Interferencia de la Infección por Rotavirus, Materiales y Métodos

Líneas celulares y cepas de rotavirus

La infección rotaviral se analizó en las líneas celulares MA104 y Caco-2. Las cepas rotavirales analizadas fueron: Wa (origen humano), RRV (origen simiano) y Ym (origen porcino) procedentes del laboratorio del Doctor Carlos Arias, de la Universidad Autónoma de México.

El rotavirus fue propagado en células MA104, previo tratamiento del virus con 10 μg/ml de tripsina a 37° C por 30 minutos y con adiciónde 10 mM de CaCl2, justo antes de ser inoculado a las células MA104 (Pando V., 2002).

El lisado celular se congeló y se descongeló con el fin de liberar el virus intracelular y el adherido a la membrana. El lisado celular infectado fue titulado y almacenado a -70°C en alícuotas hasta su uso. (Lea también: Interferencia de la Infección por Rotavirus, Introducción)

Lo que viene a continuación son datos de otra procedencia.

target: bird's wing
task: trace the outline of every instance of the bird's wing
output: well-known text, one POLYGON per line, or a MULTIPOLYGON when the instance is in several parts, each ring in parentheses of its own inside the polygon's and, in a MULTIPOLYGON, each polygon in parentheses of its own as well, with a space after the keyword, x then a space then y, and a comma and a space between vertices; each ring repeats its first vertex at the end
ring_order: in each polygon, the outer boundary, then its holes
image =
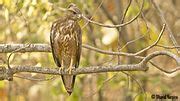
POLYGON ((56 65, 58 67, 61 67, 61 63, 59 61, 59 58, 57 56, 57 52, 56 51, 56 47, 55 47, 55 42, 54 42, 54 38, 56 37, 56 33, 57 33, 57 22, 54 22, 51 26, 51 32, 50 32, 50 42, 51 42, 51 49, 52 49, 52 54, 53 54, 53 58, 54 58, 54 61, 56 63, 56 65))
POLYGON ((82 46, 82 32, 81 32, 81 27, 79 24, 77 24, 77 29, 75 31, 77 35, 77 53, 76 53, 76 64, 75 67, 77 68, 79 66, 79 61, 80 61, 80 56, 81 56, 81 46, 82 46))

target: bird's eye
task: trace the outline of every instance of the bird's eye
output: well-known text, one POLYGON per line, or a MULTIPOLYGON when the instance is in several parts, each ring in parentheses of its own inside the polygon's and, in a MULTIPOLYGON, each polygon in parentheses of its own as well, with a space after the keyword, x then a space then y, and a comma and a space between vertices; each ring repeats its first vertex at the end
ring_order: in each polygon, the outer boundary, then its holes
POLYGON ((76 12, 73 12, 73 14, 77 14, 76 12))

Purificación y modificación de partículas virales

Las partículas virales (TLPs) se purificaron mediante extracción con Freón, centrifugación diferencial seguida de separación en gradientes discontinuos de sacarosa y CsCl en buffer TNC (Tris 10 mM, NaCl 150 mM, MgCl2 1 mM, CaCl2 10 mM, pH 7.5) (Pavel, I., 2004), colectando las bandas que contenían las TLPs y DLPs.

Alternativamente, una alícuota de la preparación viral antes de ser colocada en los gradientes discontinuos de sacarosa y CsCl, se trató con 55 mM de iodoacetamida en buffer TNC, con el fin de alquilar cualquier cisteína libre y accesible en la partícula viral (Cuadras et al., 1998).

Titulación viral e inmunocitoquimica

El lisado de células infectadas con las cepas de rotavirus y las TLPs se titularon para establecer la dilución viral que permitiera obtener alrededor de 100 unidades formadoras de foco (UFF) (relación de unidades infecciosas por célula) a lo largo del campo de observación con el microscopio invertido en un aumento 20X; con esa dilución se realizaron los ensayos de infectividad.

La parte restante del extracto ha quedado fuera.